We want to know what happens to the pair of consecutive entries $(x,y),$ shifting over one to get $(y,x+y).$ So we define the matrix $$ A \; = \; \left( \begin{array}{rr} 0 & 1 \\ 1 & 1 \end{array} \right) , $$ and note $$ \left( \begin{array}{rr} 0 & 1 \\ 1 & 1 \end{array} \right) \left( \begin{array}{c} x \\ y \end{array} \right) \; = \; \left( \begin{array}{c} y \\ x+ y \end{array} \right) $$

We find $A^2 = A + I,$ as well as $A^{-1} = A - I.$ As a result, the set of sums of powers of $A$ make a commutative ring; we calculate $$ A^3 = 2A + I, $$ $$ A^4 = 3A + 2I, $$ $$ A^5 = 5A + 3I, $$ $$ A^6 = 8A + 5I, $$ $$ A^7 = 13A + 8I, $$ $$ A^8 = 21A + 13I, $$ and so on. We do not know for sure that we have a repetition until we have repeated the pair $(x,y).$ Next, what if we regard the coefficients in this ring as elements of the field $\mathbf Z / p \mathbf Z ?$

We would like to know the smallest $m$ such that $$ A^m \equiv I \pmod p. $$ There are two parts to this. We illustrate first. $$ A^3 \equiv I \pmod 2. $$ $$ A^4 \equiv 2I \pmod 3, 2^2 \equiv 1 \pmod 3, A^8 \equiv I \pmod 3. $$ $$ A^5 \equiv 3I \pmod 5, 3^4 \equiv 1 \pmod 5, A^{20} \equiv I \pmod 5. $$ $$ A^8 \equiv 6I \pmod 7, 6^2 \equiv 1 \pmod 7, A^{16} \equiv I \pmod 7. $$ For each prime, the second exponent is a factor of $p-1,$ as $$ \lambda^{p-1} \equiv 1 \pmod p. $$

I forgot one item earlier. If $p \equiv 2,3 \pmod 5,$ then there are no solutions to $x^2 - x - 1 \pmod p,$ the thing is irreducible, and our ring of matrices is a field with $p^2$ elements. The set of nonzero elements is a multiplicative group with $p^2 - 1$ elements. It follows that, with our $A^m \equiv I \pmod p,$ that $m | (p^2 - 1).$

For $p = 5$ or $p \equiv 1,4 \pmod 5,$ the ring has zero divisors, given explicitly by the factors of $x^2 - x - 1 \pmod p$ and scalar multiples of those. Annoying. On the other hand, for $p \equiv 1,4 \pmod 5$ it appears $A^{p-1} \equiv I \pmod p,$ true for $p=11,19,29,31,41,$ and perhaps provable.

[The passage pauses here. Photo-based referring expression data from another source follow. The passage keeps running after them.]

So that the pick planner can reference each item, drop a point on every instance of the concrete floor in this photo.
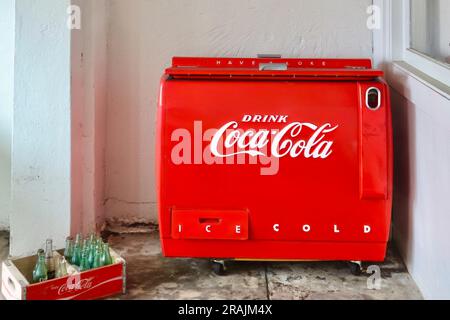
(150, 276)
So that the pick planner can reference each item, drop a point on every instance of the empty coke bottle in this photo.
(40, 269)
(106, 258)
(49, 259)
(77, 251)
(61, 268)
(68, 251)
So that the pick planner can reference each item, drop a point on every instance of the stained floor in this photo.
(150, 276)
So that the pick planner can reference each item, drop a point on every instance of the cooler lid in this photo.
(272, 68)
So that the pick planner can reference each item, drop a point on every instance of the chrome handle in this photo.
(268, 56)
(272, 67)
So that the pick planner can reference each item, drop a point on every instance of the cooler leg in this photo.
(219, 267)
(355, 267)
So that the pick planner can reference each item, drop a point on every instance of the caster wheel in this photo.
(355, 268)
(219, 268)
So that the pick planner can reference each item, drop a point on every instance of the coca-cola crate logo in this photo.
(231, 145)
(75, 284)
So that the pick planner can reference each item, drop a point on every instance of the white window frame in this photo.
(392, 42)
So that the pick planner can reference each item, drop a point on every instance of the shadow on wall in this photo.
(404, 119)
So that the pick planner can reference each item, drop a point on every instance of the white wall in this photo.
(88, 94)
(7, 25)
(431, 28)
(144, 35)
(41, 126)
(421, 210)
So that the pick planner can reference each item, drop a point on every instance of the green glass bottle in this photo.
(91, 254)
(40, 270)
(106, 258)
(50, 259)
(84, 265)
(68, 251)
(97, 258)
(77, 251)
(61, 268)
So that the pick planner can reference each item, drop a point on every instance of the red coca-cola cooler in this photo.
(274, 159)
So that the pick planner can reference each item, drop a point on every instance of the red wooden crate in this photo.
(89, 285)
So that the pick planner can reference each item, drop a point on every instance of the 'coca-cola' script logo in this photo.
(74, 284)
(233, 145)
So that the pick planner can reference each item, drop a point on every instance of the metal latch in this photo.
(268, 56)
(273, 66)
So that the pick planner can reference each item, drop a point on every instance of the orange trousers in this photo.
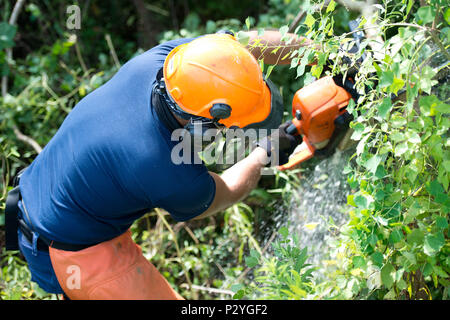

From the link given in comments above about Pisano periods, I finally understand how to do $p \equiv 1,4 \pmod 5.$ Let $\phi$ be either of the two distinct roots of $\phi^2 - \phi - 1 \equiv 0 \pmod p. $ Then, with the numbering $F_0 = 0, F_1 = 1, F_2 = 1, F_3 = 2, F_4 = 3, F_5 = 5,$ we find $$ F_n = \frac{\phi^n - (1-\phi)^n}{2 \phi - 1}. $$ Using $a^{p-1} \equiv 1 \pmod p$ and $\phi^2 \equiv \phi + 1 \pmod p$ and $\frac{1}{\phi} \equiv \phi - 1 \pmod p,$ we find both $$ F_{p-1} \equiv 0 \pmod p, \; \; \; F_{p-2} \equiv 1 \pmod p. $$ From our earlier discussion of the matrix $A,$ we see that $$ A^n = F_n A + F_{n-1} I, $$ pointed out below by awllower. So $$ A^{p-1} = F_{p-1} A + F_{p-2} I \equiv I \pmod p. $$ As a result, any such sequence, Fibonacci or Lucas or what have you, repeats with period $p-1$ or some divisor thereof.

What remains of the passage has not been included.